I learned how to cook during childhood, as my sister and I were raised by our mom; on nights she was working, I was responsible for preparing dinner. She first taught me crepes, roasts, stews and pasta bakes. My grandfather (paternal) was also a chef, most notably for a stint at the Waldorf Astoria, and most of my formal base skill set, proper cutting, butchery, stocks, soups and mother sauces, I learned from him.

Initially, upon graduating high school, I attended John Jay College as a Criminal Justice and Legal Studies major, and supported myself working in the food industry. After several years, upon the recommendation of one of my old chefs at Jane Street Seafood, initial course tuition a gift from my stepfather, I completed a program at New York Restaurant School for Classical French Seafood. Jerry Gliber, the Dean, was my principal class instructor, due to a few roster changes.

Culinary School or School of Hard Knocks?

School of hard knocks first and foremost. Culinary school was a plus.

Career Highlights?

  • Experience in Paris and Sydney
  • Honorary Tastevin Goblet awarded
  • Sole e Luna awarded "excellent" by the New York Times
  • La Colline Verte awarded "excellent" by the New York Times
  • Eurolounge, Australia awarded "best restaurant in the Hills Region"

How did you end up in your current position?

One of my best friends happened to meet owner Joe Sandolo's son on a dinner break from the Stamford Police Force and was talking about the restaurant business. R.J. mentioned that his father was looking for a chef to open Harper's…and the rest is history.      

What is one food you can't live without?

Cheese, but I need to cut back.

What is one food you won't eat?

Sea urchin

If you could cook for anyone who would it be?

Not any one person, but a table of world leaders.

What would you cook for that person?

An eclectic tasting menu

What dish would you never want to cook again?

Bubble and Squeak (fried leftover vegetables)

Your most memorable kitchen disaster?

My most memorable disaster was not a kitchen one but at an old Rancilio Espresso machine, while managing I Dada, a small shop in Manhattan.

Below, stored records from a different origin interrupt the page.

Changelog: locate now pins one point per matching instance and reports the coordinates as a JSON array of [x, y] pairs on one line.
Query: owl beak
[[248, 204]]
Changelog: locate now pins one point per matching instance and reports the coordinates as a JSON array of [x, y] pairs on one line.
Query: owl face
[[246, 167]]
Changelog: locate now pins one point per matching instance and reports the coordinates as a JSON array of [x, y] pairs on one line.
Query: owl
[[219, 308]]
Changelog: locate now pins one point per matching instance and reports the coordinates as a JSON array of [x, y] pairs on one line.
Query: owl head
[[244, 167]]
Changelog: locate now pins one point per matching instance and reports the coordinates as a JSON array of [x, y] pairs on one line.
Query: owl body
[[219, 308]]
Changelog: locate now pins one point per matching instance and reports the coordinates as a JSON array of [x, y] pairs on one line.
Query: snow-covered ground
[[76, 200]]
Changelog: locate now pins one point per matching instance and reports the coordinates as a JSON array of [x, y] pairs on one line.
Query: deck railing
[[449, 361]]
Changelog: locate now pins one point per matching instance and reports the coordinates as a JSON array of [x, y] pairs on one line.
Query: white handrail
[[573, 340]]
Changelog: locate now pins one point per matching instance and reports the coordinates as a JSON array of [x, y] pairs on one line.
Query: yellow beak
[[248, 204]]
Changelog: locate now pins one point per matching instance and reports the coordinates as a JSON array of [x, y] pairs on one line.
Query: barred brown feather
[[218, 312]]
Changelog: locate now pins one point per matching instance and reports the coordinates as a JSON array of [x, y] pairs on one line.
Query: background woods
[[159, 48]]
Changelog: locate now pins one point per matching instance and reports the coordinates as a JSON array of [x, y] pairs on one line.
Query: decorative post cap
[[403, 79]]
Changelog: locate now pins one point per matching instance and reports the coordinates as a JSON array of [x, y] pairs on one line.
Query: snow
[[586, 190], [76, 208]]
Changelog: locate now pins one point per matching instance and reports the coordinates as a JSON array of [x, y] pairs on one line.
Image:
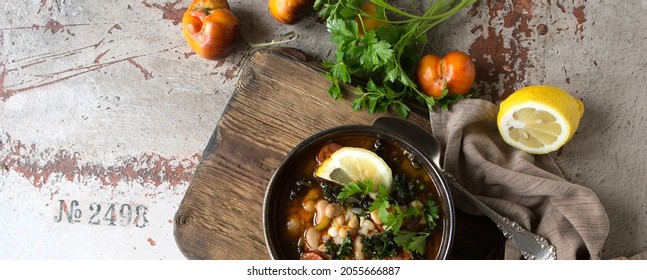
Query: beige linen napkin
[[528, 189]]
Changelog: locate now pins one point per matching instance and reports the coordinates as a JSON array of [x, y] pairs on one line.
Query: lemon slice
[[350, 164], [539, 119]]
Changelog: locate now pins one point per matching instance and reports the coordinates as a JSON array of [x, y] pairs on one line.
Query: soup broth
[[313, 224]]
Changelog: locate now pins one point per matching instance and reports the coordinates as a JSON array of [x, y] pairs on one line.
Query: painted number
[[109, 214]]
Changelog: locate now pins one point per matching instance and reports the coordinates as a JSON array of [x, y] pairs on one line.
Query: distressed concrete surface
[[102, 104]]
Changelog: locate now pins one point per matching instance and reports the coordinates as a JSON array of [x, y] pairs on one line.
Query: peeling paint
[[116, 26], [169, 11], [578, 12], [151, 241], [41, 167], [53, 26], [496, 55], [147, 74]]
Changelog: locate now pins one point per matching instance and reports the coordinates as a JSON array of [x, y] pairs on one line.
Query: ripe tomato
[[289, 11], [455, 71], [210, 28], [371, 22]]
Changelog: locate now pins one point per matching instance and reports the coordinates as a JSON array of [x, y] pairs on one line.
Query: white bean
[[294, 226], [357, 248], [309, 205], [312, 237], [366, 227], [320, 208], [340, 220], [353, 222], [332, 210], [333, 231]]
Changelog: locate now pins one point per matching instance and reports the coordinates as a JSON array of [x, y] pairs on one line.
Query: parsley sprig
[[393, 215], [382, 59]]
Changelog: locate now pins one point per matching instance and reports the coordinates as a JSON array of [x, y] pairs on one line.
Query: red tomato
[[455, 71], [371, 22], [289, 11], [210, 28]]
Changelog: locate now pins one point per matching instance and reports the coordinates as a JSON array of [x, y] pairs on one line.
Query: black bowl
[[283, 179]]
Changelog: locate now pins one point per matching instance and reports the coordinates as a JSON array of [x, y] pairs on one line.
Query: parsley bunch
[[383, 58]]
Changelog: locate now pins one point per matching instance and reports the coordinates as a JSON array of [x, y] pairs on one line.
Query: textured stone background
[[103, 104]]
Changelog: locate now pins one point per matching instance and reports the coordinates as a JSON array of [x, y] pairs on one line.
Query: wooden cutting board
[[280, 100]]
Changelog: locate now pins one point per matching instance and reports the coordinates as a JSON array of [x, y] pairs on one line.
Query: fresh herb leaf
[[355, 188], [394, 219], [379, 246], [432, 212], [381, 204], [388, 53]]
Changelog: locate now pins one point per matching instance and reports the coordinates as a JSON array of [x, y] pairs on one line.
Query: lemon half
[[350, 164], [539, 119]]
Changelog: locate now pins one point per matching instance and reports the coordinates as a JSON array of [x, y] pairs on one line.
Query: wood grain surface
[[280, 100]]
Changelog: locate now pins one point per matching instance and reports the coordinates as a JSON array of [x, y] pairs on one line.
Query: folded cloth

I removed the filter from a group too quickly and had coffee grinds splatter everywhere!

Name your favorite ingredient.

Garlic

What is the strangest ingredient you've used?

Snail Eggs. I was given a sample of them by a friend from Normandy, and used it during a tasting for a soiree given by the former French Consul in New York City

Name one item every kitchen should have. 

A proper chef's knife

Best kitchen invention?

The food processor

Best teacher you ever had?

  • Culinary class- Jerry Gliber, former dean of the New York Restaurant School
  • Restaurant-wise- Etienne Menozzi, old chef, mentor and friend; once the saucier under Master Chef Raymond Oliver, considered perhaps the greatest in the 1950's, and the most prolific food writer since Escoffier.

Best lesson(s) learned?

Start with the best primary ingredients in the cleanest work environment.

Are you a carnivore, omnivore or herbivore?

Carnivore, but with my current weight issue I am quickly becoming more of an herbivore!

What did you have for dinner last night?

A kitchen mistake—Margherita Pizza with broccoli and arugula salad with virgin oil and white balsamic.

What is your most memorable food experience?

14-course tasting menu at Tetsuya's in Sydney, Australia and a birthday dinner at Le Cygne in New York with my Uncle Robert and Aunt Linda.

If you weren't a chef, what would you be?

A writer; already am, but non-published, outside of old college journals and a reprinting of my poetry by a New York local west side paper. I participated in a neighborhood event to make people more sensitive to issues concerning the homeless which was the theme of the poetry I contributed.